We grew Af293.1 in MEG supplemented with 5 mM uridine and 10 mM uracil. We performed the transformation as previously described (May, 1989), with the following changes. Once protoplasts were formed and incubated for 3 hours, we carried out all the subsequent reactions at half the specified volume. We used 500–750 ng of vector DNA for each reaction. We plated two amounts of protoplasts (20 μl and 50 μl) each in 4 ml of yeast extract glucose (YAG) top agar (0.5% yeast extract, 1% glucose, trace elements and vitamin mix as previously described, 10 mM MgCl2, and 1% agar) supplemented with 1 M sucrose. These changes were necessary owing to the fact that using the AMA1 construct greatly increases transformation efficiency. Using these two amounts of protoplasts ensured that at least one plate would harbor single colonies, as opposed to an overcrowding of colonies. We grew transformants on YAG (as previously described, but with 1.5% agar) supplemented with 0.2 M sucrose at 37°C for 1–2 days. We screened for mutants that were prototrophic for uridine and uracil. To verify proper plasmid presence, we prepared genomic DNA from transformant strains (Jin et al., 2004). We transformed 1 μl of genomic DNA into TOP10 cells (Invitrogen, Grand Island, NY) via electroporation as recommended by the manufacturer. We grew the transformation mix on LA plus 75 μg/ml ampicillin at 37°C overnight. We picked colonies and transferred them to 2 ml of LB plus 75 μg/ml ampicillin to grow overnight in a 37°C shaking incubator. We isolated plasmid DNA and digested it with specific enzymes.

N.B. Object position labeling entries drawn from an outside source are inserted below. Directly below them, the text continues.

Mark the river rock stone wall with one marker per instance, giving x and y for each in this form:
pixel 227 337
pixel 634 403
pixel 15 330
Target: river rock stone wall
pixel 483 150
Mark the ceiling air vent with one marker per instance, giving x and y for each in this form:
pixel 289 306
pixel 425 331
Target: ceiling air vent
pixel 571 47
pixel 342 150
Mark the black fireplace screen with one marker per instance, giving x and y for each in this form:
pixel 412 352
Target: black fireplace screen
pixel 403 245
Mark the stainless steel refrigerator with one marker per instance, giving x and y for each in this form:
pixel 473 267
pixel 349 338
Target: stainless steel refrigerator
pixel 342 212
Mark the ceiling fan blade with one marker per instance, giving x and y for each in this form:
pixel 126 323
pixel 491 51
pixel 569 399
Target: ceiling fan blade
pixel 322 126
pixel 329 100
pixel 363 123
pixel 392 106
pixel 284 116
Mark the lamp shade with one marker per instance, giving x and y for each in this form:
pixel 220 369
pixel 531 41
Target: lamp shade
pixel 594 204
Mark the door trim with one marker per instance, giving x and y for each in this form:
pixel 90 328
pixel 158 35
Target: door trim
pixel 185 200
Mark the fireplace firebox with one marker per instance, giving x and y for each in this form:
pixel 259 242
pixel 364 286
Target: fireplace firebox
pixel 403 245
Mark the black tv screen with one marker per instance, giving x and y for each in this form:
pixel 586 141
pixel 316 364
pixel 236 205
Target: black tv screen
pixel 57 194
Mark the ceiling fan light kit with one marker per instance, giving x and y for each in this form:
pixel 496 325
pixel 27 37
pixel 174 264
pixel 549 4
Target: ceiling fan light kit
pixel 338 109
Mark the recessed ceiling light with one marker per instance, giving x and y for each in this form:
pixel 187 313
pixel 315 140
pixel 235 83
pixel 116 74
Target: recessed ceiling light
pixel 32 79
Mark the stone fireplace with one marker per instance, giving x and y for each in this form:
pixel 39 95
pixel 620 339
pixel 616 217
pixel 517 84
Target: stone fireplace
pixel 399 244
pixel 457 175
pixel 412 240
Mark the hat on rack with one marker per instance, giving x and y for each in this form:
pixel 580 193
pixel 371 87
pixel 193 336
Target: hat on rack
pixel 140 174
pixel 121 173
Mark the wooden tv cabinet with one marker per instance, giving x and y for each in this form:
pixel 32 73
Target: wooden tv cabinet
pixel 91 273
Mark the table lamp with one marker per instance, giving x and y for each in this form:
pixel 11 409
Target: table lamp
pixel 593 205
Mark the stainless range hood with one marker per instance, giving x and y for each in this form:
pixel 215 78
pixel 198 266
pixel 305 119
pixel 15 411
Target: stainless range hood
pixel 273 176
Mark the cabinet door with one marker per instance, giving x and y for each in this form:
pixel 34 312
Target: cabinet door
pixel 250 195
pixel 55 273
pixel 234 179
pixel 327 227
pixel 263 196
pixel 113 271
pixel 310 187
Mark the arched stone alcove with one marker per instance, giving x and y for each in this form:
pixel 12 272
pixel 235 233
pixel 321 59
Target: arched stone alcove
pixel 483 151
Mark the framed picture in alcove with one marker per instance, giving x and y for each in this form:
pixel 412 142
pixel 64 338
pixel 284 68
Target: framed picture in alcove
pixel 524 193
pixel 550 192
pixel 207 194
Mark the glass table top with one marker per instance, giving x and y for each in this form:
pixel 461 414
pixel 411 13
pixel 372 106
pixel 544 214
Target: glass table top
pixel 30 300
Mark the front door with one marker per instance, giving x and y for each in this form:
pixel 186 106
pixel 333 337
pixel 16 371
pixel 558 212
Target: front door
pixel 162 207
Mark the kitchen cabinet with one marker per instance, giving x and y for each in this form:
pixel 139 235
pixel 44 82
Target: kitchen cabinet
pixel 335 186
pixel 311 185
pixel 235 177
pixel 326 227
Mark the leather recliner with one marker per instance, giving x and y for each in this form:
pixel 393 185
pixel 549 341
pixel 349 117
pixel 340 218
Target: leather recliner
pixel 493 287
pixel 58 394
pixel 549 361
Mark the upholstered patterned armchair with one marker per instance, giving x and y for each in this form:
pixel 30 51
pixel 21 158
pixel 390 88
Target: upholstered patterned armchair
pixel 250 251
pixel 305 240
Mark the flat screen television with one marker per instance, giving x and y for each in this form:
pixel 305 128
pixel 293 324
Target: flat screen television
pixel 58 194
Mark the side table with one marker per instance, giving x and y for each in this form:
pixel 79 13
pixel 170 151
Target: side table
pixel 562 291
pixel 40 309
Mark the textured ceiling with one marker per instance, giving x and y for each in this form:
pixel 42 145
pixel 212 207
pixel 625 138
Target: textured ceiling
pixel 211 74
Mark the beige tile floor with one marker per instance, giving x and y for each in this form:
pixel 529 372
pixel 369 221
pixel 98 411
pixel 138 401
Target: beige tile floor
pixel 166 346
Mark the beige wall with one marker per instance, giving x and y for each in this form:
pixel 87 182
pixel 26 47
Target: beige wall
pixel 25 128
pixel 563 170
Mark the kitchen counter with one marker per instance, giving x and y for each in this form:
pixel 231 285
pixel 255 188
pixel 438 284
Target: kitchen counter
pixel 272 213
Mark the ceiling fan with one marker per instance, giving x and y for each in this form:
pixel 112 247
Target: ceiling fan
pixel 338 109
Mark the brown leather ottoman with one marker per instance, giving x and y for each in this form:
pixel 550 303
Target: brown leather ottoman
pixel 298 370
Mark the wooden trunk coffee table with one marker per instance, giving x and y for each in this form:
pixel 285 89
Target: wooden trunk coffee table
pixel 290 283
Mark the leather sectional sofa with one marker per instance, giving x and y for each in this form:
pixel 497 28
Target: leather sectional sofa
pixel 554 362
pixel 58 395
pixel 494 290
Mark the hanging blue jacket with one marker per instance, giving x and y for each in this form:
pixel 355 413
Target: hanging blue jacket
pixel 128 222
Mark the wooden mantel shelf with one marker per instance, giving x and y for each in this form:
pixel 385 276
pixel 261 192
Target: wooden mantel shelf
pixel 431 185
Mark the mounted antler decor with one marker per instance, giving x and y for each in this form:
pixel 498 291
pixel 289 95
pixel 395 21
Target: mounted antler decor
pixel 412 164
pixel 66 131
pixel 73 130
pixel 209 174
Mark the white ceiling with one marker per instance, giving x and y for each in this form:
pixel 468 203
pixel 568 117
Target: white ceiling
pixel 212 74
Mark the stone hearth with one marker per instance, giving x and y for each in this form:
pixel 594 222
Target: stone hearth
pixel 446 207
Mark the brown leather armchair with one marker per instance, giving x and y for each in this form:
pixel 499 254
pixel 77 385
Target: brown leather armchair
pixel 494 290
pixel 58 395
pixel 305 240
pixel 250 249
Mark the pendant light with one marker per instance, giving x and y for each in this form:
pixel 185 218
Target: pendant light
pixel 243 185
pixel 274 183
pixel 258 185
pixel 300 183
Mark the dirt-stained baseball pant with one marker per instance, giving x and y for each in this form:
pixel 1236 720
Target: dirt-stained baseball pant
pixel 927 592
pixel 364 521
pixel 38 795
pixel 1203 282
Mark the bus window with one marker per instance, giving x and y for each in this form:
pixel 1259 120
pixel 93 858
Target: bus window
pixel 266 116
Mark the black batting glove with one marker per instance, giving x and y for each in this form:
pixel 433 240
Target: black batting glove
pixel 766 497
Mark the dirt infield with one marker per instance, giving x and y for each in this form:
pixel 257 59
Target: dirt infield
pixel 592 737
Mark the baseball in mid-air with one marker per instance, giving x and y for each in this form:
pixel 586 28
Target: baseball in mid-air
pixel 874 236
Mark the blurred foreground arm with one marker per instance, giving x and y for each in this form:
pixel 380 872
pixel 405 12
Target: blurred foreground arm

2.6. RNA dot blot analysis

We performed RNA dot blot analysis on our pDONR AMA-gliZ strain to measure RNA levels and gene activity. We grew stationary cultures (5×106 spores/ml) in 25 ml of complete medium (CM) (MMV [as previously described], 0.1% yeast extract, 0.2% peptone, 0.1% tryptone, and 1% CM supplement [27 mM adenine HCl, 33.5 mM methionine, 173 mM arginine, and 1.3 mM riboflavin]) at 37°C for 48 hours. We collected total RNA from freeze-dried mycelia using the TRIzol method (Reyes et al., 2006). We mixed total RNA with denaturing solution (50% formamide, 16% formaldehyde, 1X borate buffer [20X borate buffer: 0.4M boric acid, 4 mM EDTA, pH 8.3, with NaOH], and 0.025% bromophenol blue) and incubated for 10 minutes at 65°C. We quenched samples in ice for 10 minutes and added equal volume 20x sodium chloride-sodium citrate (SSC) (3 M NaCl, 0.3 M sodium citrate [pH 7.0]). We equilibrated a nylon membrane in 10xSSC for 10 minutes and placed it in a 96-well dot blot apparatus (Bio-Rad, Hercules, CA) attached to a vacuum manifold. We collected samples in 100-μl volumes via aspiration. Each dot contained 3 μg of RNA. Immediately before and after the samples were collected, we aspirated 50 μl of 10x SSC through the filter in duplicate. This created clean, reproducible binding of the RNA. Once all the samples were collected, we air dried the filter overnight and then baked it in an oven for 2 hours. For prehybridization and hybridization, the filter was sealed in a bag using a heated sealer. We prehybridized the filter at 42°C for 4–6 hours and hybridized the filter at 42°C overnight. We made DNA probes using only the coding region of each gene of interest (gliA, gliZ, gliP, gliT, and Actin). We washed the filter and exposed it to a Typhoon 8600 phosphorImager (GE Healthcare Life Sciences, Pittsburgh, PA) overnight. We quantified the intensity of hybridization using ImageQuant 5.1 software (GE Healthcare Life Sciences, Pittsburgh, PA). We quantified Actin mRNA levels as a control and standardized data to Actin, before normalizing to the pDONR AMA empty vector control.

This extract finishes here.